Gokaldas Exports, one of India’s largest garment makers supplying to leading global markets, is bracing for a sharp hit from the United States’ new 50% tariff on Indian goods. Managing director Siva Ganapathi told The Times of India that the duty is far beyond what the supply chain can bear and will inevitably push business away from India.
Ganapathi said it was important to first look at the impact of the earlier 20% tariff. “Ultimately, the garment price has to increase and the customer has to pay. At the moment, there is a reluctance to increase prices for consumers, and buyers had asked us to absorb a portion of the initially imposed 10% tariff, which was shared with the entire supply chain, including those selling fabrics and spinners and the others. But 20% is too high to be absorbed by the supply chain,” he said.

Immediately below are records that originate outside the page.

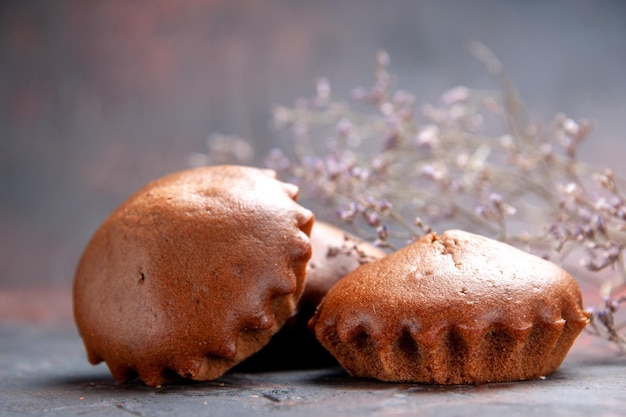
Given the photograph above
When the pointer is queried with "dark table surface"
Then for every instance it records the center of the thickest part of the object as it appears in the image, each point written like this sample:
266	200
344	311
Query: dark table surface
43	371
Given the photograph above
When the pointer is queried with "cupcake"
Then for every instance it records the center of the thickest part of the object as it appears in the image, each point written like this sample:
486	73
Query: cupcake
452	309
192	274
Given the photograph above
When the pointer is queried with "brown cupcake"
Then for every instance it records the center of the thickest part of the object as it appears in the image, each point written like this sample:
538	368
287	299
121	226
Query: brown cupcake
192	274
335	254
452	309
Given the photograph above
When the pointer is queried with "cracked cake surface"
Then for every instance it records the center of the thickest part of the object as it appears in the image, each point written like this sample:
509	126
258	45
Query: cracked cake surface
192	274
452	309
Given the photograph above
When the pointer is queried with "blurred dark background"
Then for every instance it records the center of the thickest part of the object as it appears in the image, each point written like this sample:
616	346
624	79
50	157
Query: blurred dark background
99	97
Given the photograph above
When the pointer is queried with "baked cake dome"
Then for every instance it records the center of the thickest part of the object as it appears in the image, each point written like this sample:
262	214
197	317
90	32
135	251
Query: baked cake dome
192	274
452	309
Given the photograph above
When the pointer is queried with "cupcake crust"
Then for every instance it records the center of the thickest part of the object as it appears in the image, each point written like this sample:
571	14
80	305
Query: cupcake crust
192	274
452	309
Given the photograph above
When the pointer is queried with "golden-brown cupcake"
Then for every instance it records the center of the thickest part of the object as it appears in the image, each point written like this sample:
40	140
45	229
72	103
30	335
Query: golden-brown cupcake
452	309
335	254
192	274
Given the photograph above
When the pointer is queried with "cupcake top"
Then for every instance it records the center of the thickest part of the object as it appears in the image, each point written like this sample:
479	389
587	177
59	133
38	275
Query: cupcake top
192	274
442	298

He warned that the higher duty would force brands to rethink their pricing. Some may resort to “de-specing” — a form of shrinkflation — by cutting features to keep prices steady. “For all practical purposes, 20% (tariff) is the new zero. There would be scope to increase some prices by next year,” he said.
According to Ganapathi, a 25% tariff could still be managed, albeit reluctantly, through improvisation. But the new 50% duty is “not a tariff, it is an embargo. We will lose business,” he said.

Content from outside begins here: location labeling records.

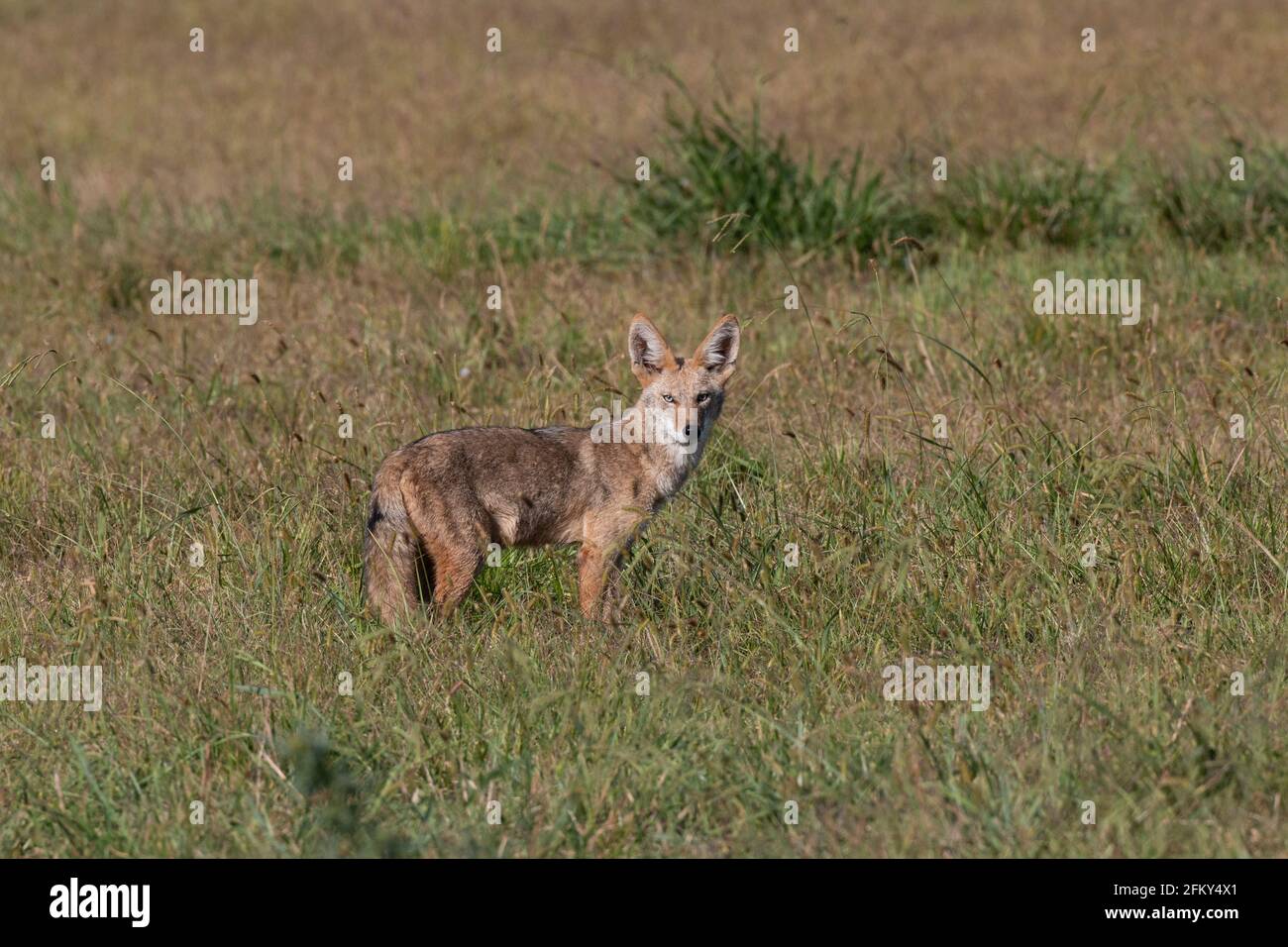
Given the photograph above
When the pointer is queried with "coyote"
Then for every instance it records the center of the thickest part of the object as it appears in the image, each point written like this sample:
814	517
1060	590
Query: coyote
438	502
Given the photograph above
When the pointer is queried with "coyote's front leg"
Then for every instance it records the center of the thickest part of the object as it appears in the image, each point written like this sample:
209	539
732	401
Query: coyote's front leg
599	566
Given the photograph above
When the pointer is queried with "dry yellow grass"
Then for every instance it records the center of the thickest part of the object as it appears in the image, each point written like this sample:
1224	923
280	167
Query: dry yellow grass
408	91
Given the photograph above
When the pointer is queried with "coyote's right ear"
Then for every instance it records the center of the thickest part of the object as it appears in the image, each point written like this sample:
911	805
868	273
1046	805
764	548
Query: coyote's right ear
649	352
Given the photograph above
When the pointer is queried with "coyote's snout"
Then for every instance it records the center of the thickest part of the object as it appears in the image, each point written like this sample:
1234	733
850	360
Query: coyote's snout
438	502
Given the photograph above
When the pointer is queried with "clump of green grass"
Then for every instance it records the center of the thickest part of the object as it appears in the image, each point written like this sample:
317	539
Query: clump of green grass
724	179
1044	200
1202	205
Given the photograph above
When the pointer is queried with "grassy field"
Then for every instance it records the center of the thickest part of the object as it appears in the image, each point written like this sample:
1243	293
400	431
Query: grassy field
227	684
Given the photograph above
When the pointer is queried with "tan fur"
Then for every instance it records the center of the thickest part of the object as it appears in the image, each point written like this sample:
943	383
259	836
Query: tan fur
438	502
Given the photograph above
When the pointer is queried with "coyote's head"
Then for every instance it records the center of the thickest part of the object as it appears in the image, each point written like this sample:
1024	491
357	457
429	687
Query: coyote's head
682	398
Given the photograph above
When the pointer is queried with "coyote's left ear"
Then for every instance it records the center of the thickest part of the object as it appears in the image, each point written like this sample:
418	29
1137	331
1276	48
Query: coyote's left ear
719	351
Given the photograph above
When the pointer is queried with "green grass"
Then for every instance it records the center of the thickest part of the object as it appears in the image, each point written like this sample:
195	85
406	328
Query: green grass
222	684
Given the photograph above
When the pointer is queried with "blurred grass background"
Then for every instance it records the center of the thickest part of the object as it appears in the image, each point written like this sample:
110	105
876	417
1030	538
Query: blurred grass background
1109	684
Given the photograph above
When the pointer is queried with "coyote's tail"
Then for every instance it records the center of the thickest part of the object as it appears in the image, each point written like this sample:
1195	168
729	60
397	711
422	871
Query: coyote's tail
390	549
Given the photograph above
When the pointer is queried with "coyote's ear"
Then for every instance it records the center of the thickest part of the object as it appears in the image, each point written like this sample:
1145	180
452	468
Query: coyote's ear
649	352
719	351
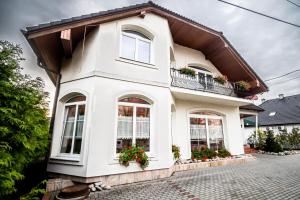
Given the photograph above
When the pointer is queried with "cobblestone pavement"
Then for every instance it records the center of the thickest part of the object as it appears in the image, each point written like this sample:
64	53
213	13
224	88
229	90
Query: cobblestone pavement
269	177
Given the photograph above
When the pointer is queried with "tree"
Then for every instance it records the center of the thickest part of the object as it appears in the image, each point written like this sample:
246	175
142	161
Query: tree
23	118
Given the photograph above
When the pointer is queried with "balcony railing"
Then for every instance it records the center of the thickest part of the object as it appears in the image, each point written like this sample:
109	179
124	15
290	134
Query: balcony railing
204	84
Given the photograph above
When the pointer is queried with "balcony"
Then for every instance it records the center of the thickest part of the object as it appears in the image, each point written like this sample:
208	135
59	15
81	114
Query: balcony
203	84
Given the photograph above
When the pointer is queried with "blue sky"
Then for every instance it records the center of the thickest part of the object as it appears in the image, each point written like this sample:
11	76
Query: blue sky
270	47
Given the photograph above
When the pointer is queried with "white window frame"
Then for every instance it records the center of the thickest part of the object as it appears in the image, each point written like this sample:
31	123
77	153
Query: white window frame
206	117
137	38
135	105
77	104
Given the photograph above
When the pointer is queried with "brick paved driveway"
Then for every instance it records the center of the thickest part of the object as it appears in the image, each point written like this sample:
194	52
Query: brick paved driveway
269	177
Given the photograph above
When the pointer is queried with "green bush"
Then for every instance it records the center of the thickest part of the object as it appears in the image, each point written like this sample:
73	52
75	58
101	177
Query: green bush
176	152
271	144
23	119
187	71
134	153
199	154
223	153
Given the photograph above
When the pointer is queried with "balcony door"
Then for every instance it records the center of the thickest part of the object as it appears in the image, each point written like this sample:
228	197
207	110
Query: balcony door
206	130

On how the company plans to respond, Ganapathi said orders would inevitably shift to other countries. “We will try to move to some European markets, reduce capacity. That’s the only way to counter it. It will require tremendous effort to find a solution to offset a 30% relative disadvantage (given 50% tariff on India). There has to be some give and take between India and the US. We hope that a rational outcome is found in the next two-three months and it comes close to 20%. If a solution is not found, the industry will be badly hit,” he said.
India exports about $5 billion worth of garments to the US each year. Ganapathi said it will be difficult for American buyers to quickly replace such large capacity from another country.
Asked what the government could do, he said it should fast-track the free trade agreement with the European Union, ensure that the UK deal is implemented without delay, and secure a pact with the US. In the meantime, he suggested incentives for exports to the US to partly offset costs, along with measures to support jobs in the sector. “After all, China does this to insulate its industry. The point is how do you stay in the game till a solution (with the US) is found,” he said.
Ganapathi also pointed to pending procedural changes that could help cut costs if implemented quickly.